For other analysis, comparison between groups will be done with, for example, independent samples t-test, non-parametric Mann-Whitney U test or Pearson’s χ2 test for crosstabs as appropriate. Results from the FSS and PHQ-15 questionnaires will be dichotomised according to predefined cut-offs recommended for case definition and statistically treated as categorical outcomes.

P values <0.05 will be considered statistically significant.

Ethics and dissemination

The trial is registered on Clinicaltrials.org. The study will be conducted in accordance with ethical principles that have their origin in the Declaration of Helsinki and are consistent with Internation Conference of Harmonisation- Good Clinical Pratice (ICH/GCP) (and applicable regulatory requirements.

Each patient in the trial is submitted to extensive follow-up as previously described in terms of disease, effect of treatment and side effects to outweigh potential harms. The benefits are considered to outweigh the cons of this trial in the long term, with a potentially more evidence-based treatment of LNB and less extensive use of antibiotics.

Data from the study will be published in peer-reviewed medical journals.

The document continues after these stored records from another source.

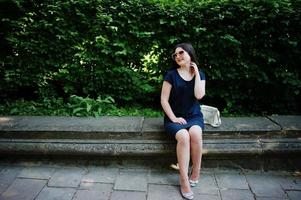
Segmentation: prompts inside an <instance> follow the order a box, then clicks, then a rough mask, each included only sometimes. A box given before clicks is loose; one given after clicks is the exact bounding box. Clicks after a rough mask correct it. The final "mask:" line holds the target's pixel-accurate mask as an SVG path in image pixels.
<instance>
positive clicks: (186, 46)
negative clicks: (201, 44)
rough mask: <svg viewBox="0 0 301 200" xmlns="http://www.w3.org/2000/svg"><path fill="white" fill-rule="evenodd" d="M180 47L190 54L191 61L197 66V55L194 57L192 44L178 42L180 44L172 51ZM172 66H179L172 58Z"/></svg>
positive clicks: (198, 63)
mask: <svg viewBox="0 0 301 200" xmlns="http://www.w3.org/2000/svg"><path fill="white" fill-rule="evenodd" d="M178 47H180V48H182V49H184V50H185V51H186V52H187V53H188V54H189V56H190V58H191V61H192V62H194V63H195V64H196V65H197V66H199V62H198V60H197V57H196V54H195V51H194V48H193V47H192V45H191V44H190V43H180V44H177V45H176V46H175V47H174V49H173V52H175V50H176V49H177V48H178ZM173 67H174V68H179V67H180V66H179V65H178V64H177V62H176V61H174V60H173Z"/></svg>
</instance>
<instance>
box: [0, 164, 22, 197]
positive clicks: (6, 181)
mask: <svg viewBox="0 0 301 200" xmlns="http://www.w3.org/2000/svg"><path fill="white" fill-rule="evenodd" d="M22 169H23V168H22V167H15V166H11V167H9V166H5V167H4V168H3V169H2V170H1V173H0V194H1V193H2V192H4V191H5V190H6V188H8V186H9V185H10V184H11V183H12V182H13V181H14V180H15V178H16V177H17V176H18V174H19V173H20V172H21V170H22Z"/></svg>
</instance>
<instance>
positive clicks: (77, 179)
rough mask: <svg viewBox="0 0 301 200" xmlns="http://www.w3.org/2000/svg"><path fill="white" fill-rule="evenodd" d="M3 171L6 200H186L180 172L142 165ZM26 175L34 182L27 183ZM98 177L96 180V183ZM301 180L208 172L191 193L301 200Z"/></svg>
mask: <svg viewBox="0 0 301 200" xmlns="http://www.w3.org/2000/svg"><path fill="white" fill-rule="evenodd" d="M0 166H3V168H2V170H1V172H0V176H2V178H4V179H3V180H2V179H0V181H2V182H3V183H4V184H5V185H6V186H7V187H6V188H4V189H3V191H2V192H0V199H1V200H7V199H8V200H9V199H16V200H19V199H22V200H23V199H25V200H26V199H37V200H42V199H46V200H47V199H60V200H61V199H63V200H65V199H66V200H69V199H70V198H71V199H72V200H89V199H92V200H94V199H95V200H96V199H97V200H99V199H101V200H119V199H124V200H135V199H138V200H140V199H142V200H143V199H147V200H169V199H171V200H177V199H179V200H182V199H183V198H182V197H181V194H180V187H179V183H178V177H179V176H178V171H175V170H166V169H165V168H162V166H161V167H160V168H153V167H152V166H144V167H142V166H139V165H135V166H134V165H130V166H128V165H110V166H102V165H91V164H90V165H86V164H85V165H82V164H77V165H73V164H72V165H68V164H62V163H60V164H58V163H50V164H42V163H40V164H37V165H34V164H30V163H26V162H23V163H22V164H18V163H16V162H14V164H9V163H6V164H5V165H3V164H1V162H0ZM39 168H41V169H39ZM53 168H54V169H55V171H54V173H52V174H51V175H50V178H49V179H46V178H47V176H48V175H47V173H45V172H47V170H45V169H53ZM26 171H28V172H29V174H28V176H29V177H32V178H24V176H26ZM39 172H41V173H42V174H41V176H36V175H37V174H39ZM98 172H100V173H98ZM116 172H117V174H116ZM43 173H44V174H43ZM89 173H90V174H89ZM45 174H46V175H47V176H45ZM94 175H95V177H96V178H95V179H93V176H94ZM106 175H108V176H109V178H108V179H105V176H106ZM5 176H7V177H8V178H5ZM115 176H116V177H115ZM21 177H22V178H21ZM59 177H61V179H59ZM243 177H245V179H244V178H243ZM0 178H1V177H0ZM40 178H43V180H42V179H40ZM300 180H301V176H300V174H299V173H298V172H295V173H292V172H283V171H269V172H264V171H252V170H245V169H241V168H240V169H231V170H228V169H220V168H214V169H209V168H204V169H202V171H201V177H200V181H199V183H198V184H197V186H196V187H193V188H192V191H193V192H194V196H195V198H194V199H196V200H198V199H200V200H206V199H208V200H228V199H229V200H232V199H233V200H236V199H243V200H255V199H256V200H300V199H301V181H300ZM98 181H106V182H98ZM47 182H48V184H47ZM245 182H247V184H248V185H249V187H248V188H246V187H245Z"/></svg>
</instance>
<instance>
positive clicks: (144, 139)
mask: <svg viewBox="0 0 301 200" xmlns="http://www.w3.org/2000/svg"><path fill="white" fill-rule="evenodd" d="M300 130H301V116H268V117H227V118H222V125H221V126H220V127H218V128H213V127H210V126H206V129H205V131H204V133H203V144H204V151H203V155H204V159H208V160H210V159H213V160H217V159H219V160H229V158H231V159H230V160H236V161H239V160H241V159H242V158H244V159H246V160H256V163H257V161H259V162H264V163H266V162H270V160H271V159H268V158H277V159H279V158H281V162H283V159H284V160H286V161H285V162H287V163H289V162H293V165H298V166H299V164H300V161H299V159H298V158H297V157H298V156H300V154H301V131H300ZM0 154H1V155H2V156H8V155H10V156H12V155H40V156H45V155H59V156H82V157H85V156H97V157H101V158H104V157H110V158H113V157H116V158H121V157H126V158H127V159H128V158H129V157H132V158H133V157H134V158H138V157H139V158H142V159H143V158H144V159H146V158H147V159H149V158H150V157H152V158H155V157H157V158H158V157H161V158H162V157H163V158H166V159H167V160H168V159H170V160H172V159H173V160H174V159H175V141H174V140H172V139H171V138H169V137H168V136H167V135H166V133H165V132H164V129H163V118H145V117H100V118H92V117H85V118H79V117H49V116H43V117H42V116H31V117H30V116H1V117H0Z"/></svg>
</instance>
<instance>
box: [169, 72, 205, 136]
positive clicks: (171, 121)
mask: <svg viewBox="0 0 301 200" xmlns="http://www.w3.org/2000/svg"><path fill="white" fill-rule="evenodd" d="M200 77H201V80H205V74H204V73H203V72H202V71H201V70H200ZM164 81H167V82H169V83H170V84H171V85H172V88H171V91H170V96H169V104H170V106H171V109H172V111H173V112H174V114H175V116H176V117H183V118H184V119H185V120H186V121H187V124H178V123H173V122H172V121H171V120H170V119H169V118H168V117H167V115H166V114H165V116H164V128H165V130H166V132H167V133H168V134H169V135H170V136H172V137H173V138H175V136H176V133H177V132H178V131H179V130H181V129H187V130H188V129H189V128H190V127H192V126H193V125H199V126H200V127H201V128H202V130H204V119H203V114H202V112H201V110H200V104H199V102H198V100H197V99H196V98H195V96H194V83H195V77H193V79H192V80H191V81H186V80H184V79H183V78H182V77H181V76H180V74H179V72H178V70H177V69H172V70H169V71H167V72H166V74H165V75H164Z"/></svg>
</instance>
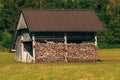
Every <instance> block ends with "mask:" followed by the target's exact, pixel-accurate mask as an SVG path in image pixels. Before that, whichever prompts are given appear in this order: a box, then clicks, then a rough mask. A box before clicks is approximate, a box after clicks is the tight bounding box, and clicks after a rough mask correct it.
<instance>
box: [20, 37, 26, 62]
mask: <svg viewBox="0 0 120 80" xmlns="http://www.w3.org/2000/svg"><path fill="white" fill-rule="evenodd" d="M22 41H23V36H21V44H20V45H21V49H22V50H21V53H22V62H26V55H25V54H24V45H23V42H22Z"/></svg>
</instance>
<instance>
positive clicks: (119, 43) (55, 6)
mask: <svg viewBox="0 0 120 80" xmlns="http://www.w3.org/2000/svg"><path fill="white" fill-rule="evenodd" d="M21 8H33V9H94V10H95V11H96V12H97V15H98V16H99V18H100V20H101V23H102V25H103V26H104V27H105V28H106V32H104V33H97V35H98V40H99V42H100V43H107V44H120V0H32V1H31V0H0V30H1V31H3V32H4V30H7V31H8V33H10V34H12V35H13V33H14V30H15V27H16V26H17V23H18V19H19V15H20V11H21ZM0 39H1V37H0ZM4 47H5V46H4Z"/></svg>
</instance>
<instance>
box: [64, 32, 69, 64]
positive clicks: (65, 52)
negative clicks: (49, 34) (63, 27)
mask: <svg viewBox="0 0 120 80" xmlns="http://www.w3.org/2000/svg"><path fill="white" fill-rule="evenodd" d="M64 44H65V62H68V60H67V54H68V53H67V36H66V33H65V35H64Z"/></svg>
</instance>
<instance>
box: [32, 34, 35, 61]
mask: <svg viewBox="0 0 120 80" xmlns="http://www.w3.org/2000/svg"><path fill="white" fill-rule="evenodd" d="M34 45H35V37H34V35H33V36H32V47H33V63H35V48H34Z"/></svg>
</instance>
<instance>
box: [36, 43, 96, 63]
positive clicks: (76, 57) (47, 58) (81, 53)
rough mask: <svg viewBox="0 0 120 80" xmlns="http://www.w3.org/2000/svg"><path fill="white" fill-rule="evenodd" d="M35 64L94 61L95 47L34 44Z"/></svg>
mask: <svg viewBox="0 0 120 80" xmlns="http://www.w3.org/2000/svg"><path fill="white" fill-rule="evenodd" d="M34 48H35V56H36V62H80V61H92V62H93V61H96V60H97V54H98V52H97V49H98V48H97V47H96V46H95V45H94V44H85V43H84V44H76V43H67V44H64V43H54V42H46V43H40V42H36V43H35V46H34Z"/></svg>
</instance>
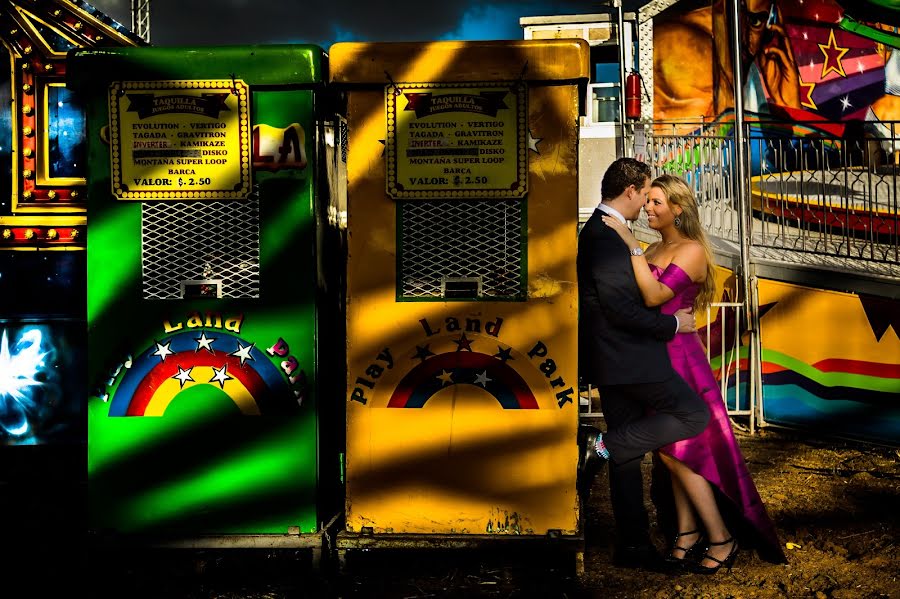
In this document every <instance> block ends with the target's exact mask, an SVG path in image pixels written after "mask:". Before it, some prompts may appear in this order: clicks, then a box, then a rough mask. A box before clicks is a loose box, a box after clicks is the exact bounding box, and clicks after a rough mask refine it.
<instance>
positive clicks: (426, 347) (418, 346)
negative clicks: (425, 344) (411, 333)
mask: <svg viewBox="0 0 900 599" xmlns="http://www.w3.org/2000/svg"><path fill="white" fill-rule="evenodd" d="M429 345H430V344H429ZM433 355H434V352H433V351H431V350H430V349H428V345H426V346H425V347H419V346H418V345H417V346H416V355H414V356H413V359H415V360H421V361H422V362H424V361H425V360H427V359H428V356H433Z"/></svg>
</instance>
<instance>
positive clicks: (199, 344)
mask: <svg viewBox="0 0 900 599" xmlns="http://www.w3.org/2000/svg"><path fill="white" fill-rule="evenodd" d="M215 340H216V338H215V337H207V336H206V331H201V332H200V336H199V337H194V341H196V342H197V349H195V350H194V353H197V352H198V351H200V350H201V349H205V350H206V351H208V352H209V353H211V354H214V353H216V352H215V351H213V348H212V344H213V341H215Z"/></svg>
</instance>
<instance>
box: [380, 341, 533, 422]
mask: <svg viewBox="0 0 900 599" xmlns="http://www.w3.org/2000/svg"><path fill="white" fill-rule="evenodd" d="M453 368H482V369H484V370H487V371H488V373H489V374H491V375H493V376H495V377H496V380H497V381H499V382H501V383H503V384H504V385H505V386H506V387H507V388H508V389H510V390H512V392H513V395H515V397H516V401H517V402H518V403H519V407H520V408H524V409H537V408H538V403H537V399H535V397H534V394H533V393H532V392H531V389H530V388H529V387H528V385H527V384H526V383H525V381H524V379H522V377H521V376H520V375H519V373H517V372H516V371H515V370H513V369H512V367H510V366H509V365H507V364H504V363H502V362H501V361H499V360H497V359H495V358H493V357H491V356H489V355H487V354H481V353H477V352H453V353H448V354H441V355H439V356H435V357H434V358H430V359H428V360H426V361H425V362H423V363H422V364H420V365H418V366H416V367H415V368H413V369H412V370H411V371H410V372H409V373H407V375H406V376H404V377H403V379H402V380H401V381H400V382H399V383H398V384H397V387H396V388H395V389H394V392H393V393H392V394H391V399H390V401H388V407H389V408H403V407H406V404H407V402H408V401H409V398H410V396H412V394H413V392H415V390H416V389H417V388H418V387H419V385H421V384H422V383H424V382H425V381H426V380H428V379H430V378H433V377H434V376H435V375H436V373H437V372H439V371H441V370H448V371H449V370H452V369H453Z"/></svg>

Patient and public involvement

Representatives from the Norwegian patient organisation for Lyme borreliosis (Norsk Lyme Borreliose Forening) were invited and participated in the early stages of planning of the BorrSci project’s design and gave feedback on the drafts of the application for funding. They were also invited to continue work with the project. Inclusion to the study, implications of the intervention and time required to participate is discussed with each individual patient. Local newspapers and other media have been involved in making the project known to the public in different parts of Norway.